Data Visualization with Python - Working with matplotlib and Pygal

Chapter 15: Generating and Visualizing Data

This chapter explores how to use matplotlib and Pygal to generate data and create practical visualizations. We'll cover the fundamentals of data visualization, which involves exploring data through visual representations, and data mining, which uses code to examine patterns and relationships within datasets.

15.1 Introduction to Visualization Libraries

matplotlib is a mathematical plotting library that enables creation of simple charts such as line charts and scatter plots. It provides extensive formatting options for customizing the appearance of visualizations.

Plotly focuses on generating charts optimized for digital devices.

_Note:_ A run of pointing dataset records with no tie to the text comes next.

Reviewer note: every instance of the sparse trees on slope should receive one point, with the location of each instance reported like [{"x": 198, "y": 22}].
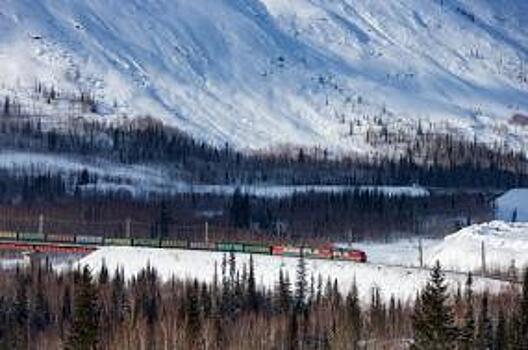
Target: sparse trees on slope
[{"x": 433, "y": 323}]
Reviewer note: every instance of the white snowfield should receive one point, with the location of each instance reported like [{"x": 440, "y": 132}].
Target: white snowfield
[
  {"x": 513, "y": 201},
  {"x": 270, "y": 73},
  {"x": 401, "y": 282},
  {"x": 505, "y": 244}
]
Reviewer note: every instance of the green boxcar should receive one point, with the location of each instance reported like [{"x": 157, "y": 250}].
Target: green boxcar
[
  {"x": 60, "y": 238},
  {"x": 147, "y": 242},
  {"x": 118, "y": 241},
  {"x": 8, "y": 236},
  {"x": 257, "y": 249},
  {"x": 230, "y": 247},
  {"x": 202, "y": 246},
  {"x": 91, "y": 240},
  {"x": 171, "y": 243},
  {"x": 31, "y": 236}
]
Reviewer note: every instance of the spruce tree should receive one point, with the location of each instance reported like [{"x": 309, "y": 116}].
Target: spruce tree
[
  {"x": 253, "y": 298},
  {"x": 501, "y": 333},
  {"x": 467, "y": 333},
  {"x": 300, "y": 285},
  {"x": 523, "y": 313},
  {"x": 354, "y": 316},
  {"x": 484, "y": 339},
  {"x": 433, "y": 323},
  {"x": 193, "y": 317},
  {"x": 84, "y": 328}
]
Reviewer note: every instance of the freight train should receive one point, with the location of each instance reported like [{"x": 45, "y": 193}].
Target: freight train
[{"x": 324, "y": 252}]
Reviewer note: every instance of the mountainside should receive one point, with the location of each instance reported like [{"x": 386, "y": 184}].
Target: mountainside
[{"x": 266, "y": 73}]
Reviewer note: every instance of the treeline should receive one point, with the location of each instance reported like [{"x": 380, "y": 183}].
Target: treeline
[
  {"x": 302, "y": 217},
  {"x": 43, "y": 309},
  {"x": 358, "y": 214},
  {"x": 428, "y": 159}
]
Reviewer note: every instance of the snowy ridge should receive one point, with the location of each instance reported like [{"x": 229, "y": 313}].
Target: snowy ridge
[
  {"x": 505, "y": 243},
  {"x": 513, "y": 203},
  {"x": 266, "y": 73}
]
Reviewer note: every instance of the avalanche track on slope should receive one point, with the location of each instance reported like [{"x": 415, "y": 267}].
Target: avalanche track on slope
[{"x": 264, "y": 73}]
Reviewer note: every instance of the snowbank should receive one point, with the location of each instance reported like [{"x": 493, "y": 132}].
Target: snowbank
[
  {"x": 400, "y": 282},
  {"x": 504, "y": 243},
  {"x": 511, "y": 201}
]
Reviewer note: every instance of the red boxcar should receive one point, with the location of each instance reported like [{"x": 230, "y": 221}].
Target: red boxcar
[{"x": 355, "y": 255}]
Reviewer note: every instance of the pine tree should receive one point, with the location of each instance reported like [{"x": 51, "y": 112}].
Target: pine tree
[
  {"x": 501, "y": 333},
  {"x": 467, "y": 333},
  {"x": 484, "y": 339},
  {"x": 300, "y": 285},
  {"x": 433, "y": 323},
  {"x": 284, "y": 293},
  {"x": 354, "y": 316},
  {"x": 21, "y": 311},
  {"x": 523, "y": 313},
  {"x": 193, "y": 317},
  {"x": 253, "y": 298},
  {"x": 84, "y": 328}
]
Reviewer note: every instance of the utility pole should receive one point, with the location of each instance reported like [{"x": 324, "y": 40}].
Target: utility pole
[
  {"x": 41, "y": 224},
  {"x": 128, "y": 224},
  {"x": 420, "y": 252},
  {"x": 483, "y": 256}
]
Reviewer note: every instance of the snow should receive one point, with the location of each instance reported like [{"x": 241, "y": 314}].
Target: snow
[
  {"x": 504, "y": 243},
  {"x": 142, "y": 179},
  {"x": 401, "y": 282},
  {"x": 511, "y": 201},
  {"x": 269, "y": 73}
]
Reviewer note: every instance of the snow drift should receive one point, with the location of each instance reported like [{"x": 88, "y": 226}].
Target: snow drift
[
  {"x": 505, "y": 244},
  {"x": 261, "y": 73}
]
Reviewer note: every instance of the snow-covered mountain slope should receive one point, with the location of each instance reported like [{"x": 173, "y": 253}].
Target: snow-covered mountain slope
[
  {"x": 513, "y": 205},
  {"x": 505, "y": 245},
  {"x": 262, "y": 73},
  {"x": 402, "y": 283}
]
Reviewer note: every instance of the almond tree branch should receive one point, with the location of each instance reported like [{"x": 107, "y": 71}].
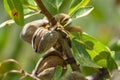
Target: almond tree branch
[{"x": 46, "y": 12}]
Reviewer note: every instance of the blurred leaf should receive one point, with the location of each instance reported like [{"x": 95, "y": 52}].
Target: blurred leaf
[
  {"x": 30, "y": 6},
  {"x": 27, "y": 78},
  {"x": 6, "y": 23},
  {"x": 99, "y": 53},
  {"x": 15, "y": 10},
  {"x": 10, "y": 22},
  {"x": 50, "y": 6},
  {"x": 83, "y": 11},
  {"x": 65, "y": 6},
  {"x": 58, "y": 73},
  {"x": 81, "y": 55},
  {"x": 12, "y": 76},
  {"x": 8, "y": 65},
  {"x": 57, "y": 6},
  {"x": 80, "y": 4}
]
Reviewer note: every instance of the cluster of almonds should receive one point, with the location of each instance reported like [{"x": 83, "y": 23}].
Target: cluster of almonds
[{"x": 47, "y": 38}]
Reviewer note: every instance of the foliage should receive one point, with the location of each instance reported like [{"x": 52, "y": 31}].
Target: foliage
[{"x": 90, "y": 53}]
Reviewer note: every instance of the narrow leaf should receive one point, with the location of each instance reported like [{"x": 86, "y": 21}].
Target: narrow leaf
[
  {"x": 15, "y": 10},
  {"x": 82, "y": 3},
  {"x": 81, "y": 55},
  {"x": 83, "y": 11},
  {"x": 98, "y": 52},
  {"x": 58, "y": 73}
]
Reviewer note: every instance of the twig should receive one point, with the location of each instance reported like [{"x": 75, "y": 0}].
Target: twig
[{"x": 46, "y": 12}]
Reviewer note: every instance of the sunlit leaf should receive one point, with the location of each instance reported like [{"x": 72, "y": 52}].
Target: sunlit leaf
[
  {"x": 81, "y": 55},
  {"x": 57, "y": 6},
  {"x": 65, "y": 6},
  {"x": 83, "y": 11},
  {"x": 98, "y": 52},
  {"x": 30, "y": 6},
  {"x": 12, "y": 76},
  {"x": 80, "y": 4},
  {"x": 15, "y": 10},
  {"x": 50, "y": 7},
  {"x": 58, "y": 73},
  {"x": 10, "y": 22}
]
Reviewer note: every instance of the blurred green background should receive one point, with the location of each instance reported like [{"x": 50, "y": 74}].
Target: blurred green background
[{"x": 103, "y": 23}]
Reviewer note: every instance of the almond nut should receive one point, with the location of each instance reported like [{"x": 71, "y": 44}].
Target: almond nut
[
  {"x": 29, "y": 29},
  {"x": 43, "y": 39}
]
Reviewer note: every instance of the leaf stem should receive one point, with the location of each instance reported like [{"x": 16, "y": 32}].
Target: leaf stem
[
  {"x": 68, "y": 52},
  {"x": 46, "y": 12}
]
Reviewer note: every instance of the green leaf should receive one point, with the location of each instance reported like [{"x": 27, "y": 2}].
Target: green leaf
[
  {"x": 98, "y": 52},
  {"x": 83, "y": 11},
  {"x": 81, "y": 55},
  {"x": 65, "y": 6},
  {"x": 50, "y": 5},
  {"x": 80, "y": 4},
  {"x": 28, "y": 5},
  {"x": 58, "y": 73},
  {"x": 57, "y": 6},
  {"x": 15, "y": 10}
]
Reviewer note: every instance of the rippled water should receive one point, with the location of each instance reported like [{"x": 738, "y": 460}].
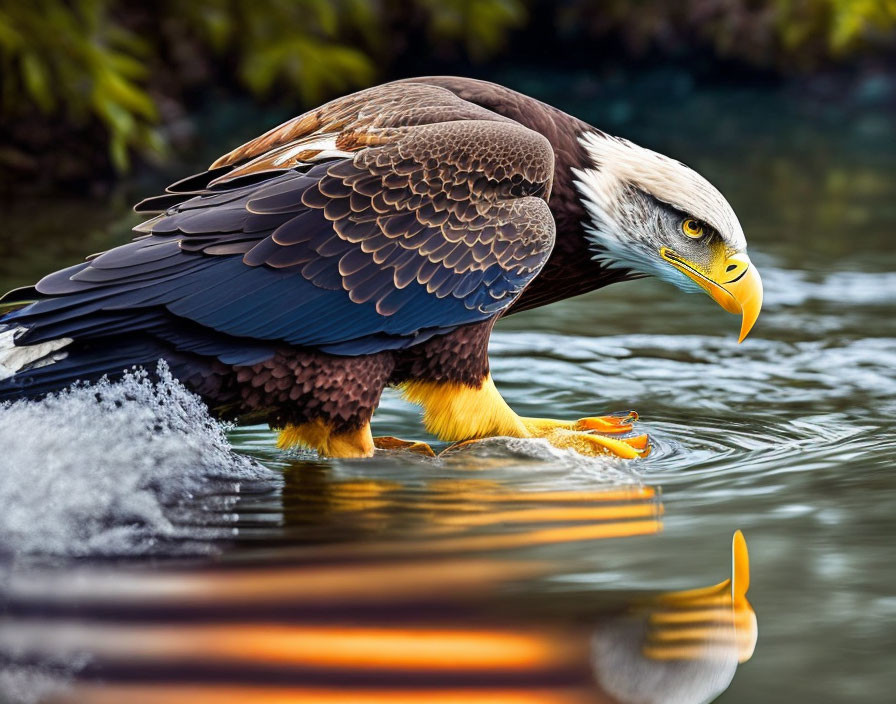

Charts created with Plotly automatically adjust to fit different screen sizes and include interactive features that highlight specific data points when users hover over different chart regions.

15.2 Creating Line Charts and Scatter Plots

To begin creating visualizations, import the pyplot module from matplotlib, commonly aliased as plt:

import matplotlib.pyplot as plt

Create a figure with a single subplot using the subplots() function:

fig, ax = plt.subplots(figsize=(15, 9), dpi=128)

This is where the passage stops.